25 janeiro 2018
A questão do diferendo entre Portugal e Angola
Tem-se
dito (na rádio, na TV, nos jornais) que a questão que se levanta
entre Portugal e Angola por causa do processo que envolve o que foi
vice-presidente deste último país e um ex-Procurador-Geral-Adjunto
português é uma questão estritamente juridica, mas não é. Do meu
ponto de vista, é até primacialmente política.
Na
verdade, o que parece estar em causa é uma questão de afirmação
da soberania das jurisdições penais de cada um dos países.
Portugal, por intermédio das autoridades judiciárias, reivindica o
direito de julgar o cidadão angolano em nome do princípio
territorial: o crime ou crimes objecto da acusação foram praticados
em território nacional. Prescreve o art. 4.º do Código Penal:
«Salvo tratado ou convenção internacional em contrário, a lei
penal portuguesa é aplicável a factos praticados: a) Em território
português, seja qual for a nacionalidade do agente»…
Por
seu turno, o Estado de Angola arroga-se o direito de julgar o
cidadão angolano que foi vice-presidente, em nome de um outro
princípio: a nacionalidade do agente. Ora, este princípio também é
válido para a ordem jurídica portuguesa, visto que o art. 5.º, n.º
1 do CP, dispõe o seguinte: «Salvo tratado ou convenção
internacional em contrário, a lei penal portuguesa é ainda
aplicável a factos cometidos fora do território nacional:
a)
…
b)
Contra portugueses, por portugueses que vivam habitualmente em
Portugal ao tempo da sua prática e aqui forem encontrados.
Nada
de espantar, por isso, que Angola reivindique para si um princípio
idêntico.
A
questão da independência do poder judicial tem a ver com outra
coisa: a não interferência de qualquer outro poder do Estado ou
seja de quem for nas decisões judiciais.
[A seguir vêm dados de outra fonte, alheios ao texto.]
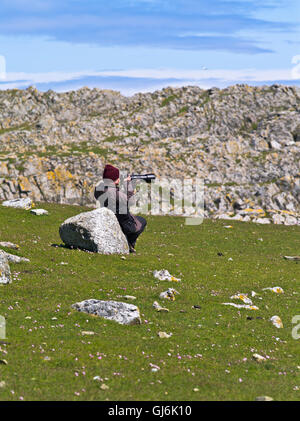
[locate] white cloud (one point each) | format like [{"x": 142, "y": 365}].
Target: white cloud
[{"x": 154, "y": 78}]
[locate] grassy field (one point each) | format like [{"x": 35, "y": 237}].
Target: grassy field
[{"x": 208, "y": 357}]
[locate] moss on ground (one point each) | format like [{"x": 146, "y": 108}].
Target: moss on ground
[{"x": 211, "y": 348}]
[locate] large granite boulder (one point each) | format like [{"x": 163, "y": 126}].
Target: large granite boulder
[
  {"x": 98, "y": 231},
  {"x": 123, "y": 313},
  {"x": 5, "y": 275},
  {"x": 24, "y": 203}
]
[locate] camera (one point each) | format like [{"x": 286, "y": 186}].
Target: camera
[{"x": 147, "y": 177}]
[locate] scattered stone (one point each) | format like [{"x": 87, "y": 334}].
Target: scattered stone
[
  {"x": 262, "y": 221},
  {"x": 277, "y": 290},
  {"x": 164, "y": 275},
  {"x": 13, "y": 258},
  {"x": 24, "y": 203},
  {"x": 169, "y": 294},
  {"x": 122, "y": 313},
  {"x": 276, "y": 320},
  {"x": 7, "y": 244},
  {"x": 39, "y": 212},
  {"x": 98, "y": 231},
  {"x": 242, "y": 297},
  {"x": 164, "y": 335},
  {"x": 159, "y": 308},
  {"x": 128, "y": 297},
  {"x": 263, "y": 398},
  {"x": 246, "y": 306},
  {"x": 258, "y": 358},
  {"x": 5, "y": 274}
]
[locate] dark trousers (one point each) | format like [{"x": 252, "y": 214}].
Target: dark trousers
[{"x": 132, "y": 237}]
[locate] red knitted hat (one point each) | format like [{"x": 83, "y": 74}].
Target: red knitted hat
[{"x": 111, "y": 172}]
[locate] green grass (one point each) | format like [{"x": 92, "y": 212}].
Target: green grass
[{"x": 205, "y": 342}]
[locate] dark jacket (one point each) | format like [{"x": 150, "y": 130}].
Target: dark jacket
[{"x": 111, "y": 197}]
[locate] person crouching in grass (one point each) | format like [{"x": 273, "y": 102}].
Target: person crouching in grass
[{"x": 109, "y": 195}]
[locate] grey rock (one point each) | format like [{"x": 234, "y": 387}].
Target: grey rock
[
  {"x": 13, "y": 258},
  {"x": 39, "y": 211},
  {"x": 24, "y": 203},
  {"x": 10, "y": 245},
  {"x": 98, "y": 231},
  {"x": 123, "y": 313}
]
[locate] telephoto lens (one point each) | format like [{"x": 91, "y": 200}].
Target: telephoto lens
[{"x": 147, "y": 177}]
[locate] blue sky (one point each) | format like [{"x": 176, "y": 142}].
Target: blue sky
[{"x": 143, "y": 45}]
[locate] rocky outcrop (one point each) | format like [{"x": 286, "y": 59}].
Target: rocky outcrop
[
  {"x": 243, "y": 141},
  {"x": 123, "y": 313},
  {"x": 98, "y": 231}
]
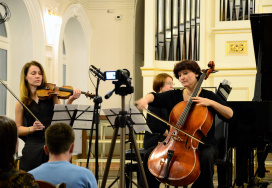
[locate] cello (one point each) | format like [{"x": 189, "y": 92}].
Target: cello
[{"x": 175, "y": 161}]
E, nesse campo, as
autoridades judiciárias portuguesas podem decidir não transferir
para outro país o processo relativo a um nacional desse país.
Porém, ao fazê-lo com o fundamento de que não confiam na justiça
desse país, podem ter boas razões para isso, nomeadamente no que
diz respeito à expectativa de não perseguição eficaz do crime em
causa, mas o que é certo é que esse juízo encerra uma apreciação
negativa de carácter político da justiça desse país, pois não
será o aspecto técnico-jurídico que está em causa.